As shall be seen subsequently, the simple models of random neural networks are to a large extent connected to kernel matrices. More specifically, the classification or regression performance at the output of these random neural networks are functionals of random matrices that fall into the wide class of kernel random matrices, yet of a slightly different form than those studied in Section 4. Perhaps more surprisingly, this connection still exists for deep neural networks which are (i) randomly initialized and (ii) then trained with gradient descent, via the so-called neural tangent kernel [Jacot et al., 2018] by considering the “infinitely many neurons” limit, that is, the limit where the network widths of all layers go to infinity simultaneously. This close connection between neural networks and kernels has triggered a renewed interest for the theoretical investigation of deep neural networks from various perspectives including optimization [Du et al., 2019, Chizat et al., 2019], generalization [Allen-Zhu et al., 2019, Arora et al., 2019a, Bietti and Mairal, 2019], and learning dynamics [Lee et al., 2020, Advani et al., 2020, Liao and Couillet, 2018a]. These works shed new light on our theoretical understanding of deep neural network models and specifically demonstrate the significance of studying simple networks with random weights and their associated kernels to assess the intrinsic mechanisms of more elaborate and practical deep networks.

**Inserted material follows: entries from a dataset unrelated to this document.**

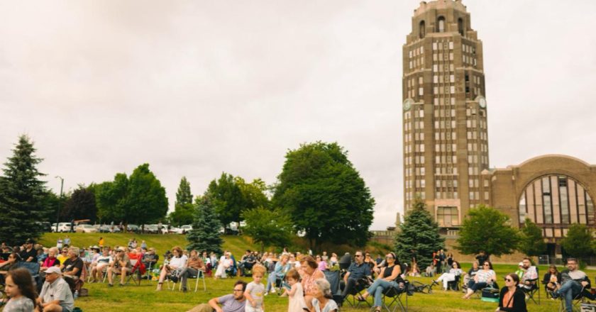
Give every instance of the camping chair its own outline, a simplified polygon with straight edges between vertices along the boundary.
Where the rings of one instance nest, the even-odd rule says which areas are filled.
[[[341,291],[339,289],[340,273],[339,271],[323,271],[325,274],[325,279],[329,282],[331,285],[331,295],[333,299],[338,306],[341,305],[343,298],[341,297]]]
[[[199,279],[203,279],[203,291],[207,291],[207,286],[205,284],[205,272],[204,271],[197,270],[197,274],[192,275],[190,274],[188,271],[187,271],[187,274],[188,274],[188,279],[197,279],[197,282],[194,284],[194,292],[197,292],[197,290],[199,289]],[[178,285],[178,290],[181,290],[182,289],[182,283],[180,283]]]
[[[402,312],[407,312],[408,311],[408,296],[414,294],[413,289],[410,289],[412,287],[409,281],[402,279],[401,277],[398,277],[395,282],[397,282],[398,286],[397,287],[391,286],[383,291],[382,308],[387,312],[395,312],[398,308]],[[404,294],[405,295],[404,295]],[[405,296],[403,300],[402,299],[402,296]]]
[[[360,307],[360,303],[363,303],[368,306],[369,308],[371,307],[372,305],[368,302],[368,301],[360,301],[358,299],[358,297],[362,296],[362,291],[370,286],[370,281],[367,277],[358,279],[356,280],[354,288],[352,289],[352,291],[350,291],[349,294],[348,294],[348,296],[344,298],[343,301],[347,302],[348,304],[353,308],[358,308]],[[344,286],[344,287],[345,286]]]
[[[526,279],[526,282],[529,282],[531,284],[531,287],[527,289],[526,287],[522,287],[522,289],[524,290],[524,292],[526,293],[526,302],[531,300],[534,301],[534,303],[540,305],[540,284],[538,281],[538,278],[532,279]],[[538,294],[538,301],[536,301],[534,299],[534,295]]]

计算机代写|机器学习代写machine learning代考|Regression with Random Neural Networks
Throughout this section, we consider a feedforward single-hidden-layer neural network, as illustrated in Figure $5.1$ (displayed, for notational convenience, from right to left). A similar class of single-hidden-layer neural network models, however with a recurrent structure, will be discussed later in Section 5.3.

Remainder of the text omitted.